Don't be fooled by the outraged cries coming from London, Paris, Washington and now the UN Secretary-General over the Russian and Chinese veto of the resolution on Syria.

True, it spoiled the careful build-up of diplomatic pressure organised by western and Arab governments. But it's also quite convenient to put all the blame on these two countries for the continuing escalation of violence.

Of course President Bashar al-Assad must welcome the fact that he escaped the censure of the UN. But does anyone think for a moment that, had the resolution passed, he would have instantly ceased bombarding Homs or any other centre of resistance?

Given the growing armed strength of its opponents, the regime in Damascus feels it has no alternative but to suppress with full force the revolt while it still lacks the weaponry or numbers to overthrow it.

Assad may make all the promises he likes to the visiting Russian Foreign Minister about stopping the violence and talking to his foes. But only once his regime has won the battle on the ground.

Diplomacy in these circumstances is essentially just a means of western politicians sounding as if they are "doing something" about a situation that anguishes their public but about which they can do very little without direct military engagement.

Russia and China might well have been wrong to veto the resolution. But that doesn't make the Russians wrong in the basic case that they have been making. However the UN resolution was worded, the intention was regime change, and, like it or not, it does smack of western-inspired intervention.

The West would argue, just as it did over Libya, that the support of the Arab League and the refusal to put troops on the ground make this something quite different from western interventions of the past. Libyan intervention – which Russia and China went along with – does not provide a reassuring example, however. Imposition of a no-fly zone quickly led to one-sided bombing of the regime's forces and effective participation in a civil war.

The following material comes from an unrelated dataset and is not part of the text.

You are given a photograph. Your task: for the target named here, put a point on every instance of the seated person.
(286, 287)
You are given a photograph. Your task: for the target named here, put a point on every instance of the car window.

Regime change is the name of the Syrian game now. It's far too late to talk of negotiated settlements. The question is whether it can be achieved quickly on the ground without civil war.

The best hope is that horror at the civilian casualties will combine with a middle-class conclusion that the Assad rule is doomed to produce a mass insurgency that sweeps away the government.

The more likely development is the arming of the rebellion by the religious groups in Saudi Arabia and elsewhere, eased by Turkey and very probably helped clandestinely by the US and the West.

In either case, diplomacy is now but a side-show.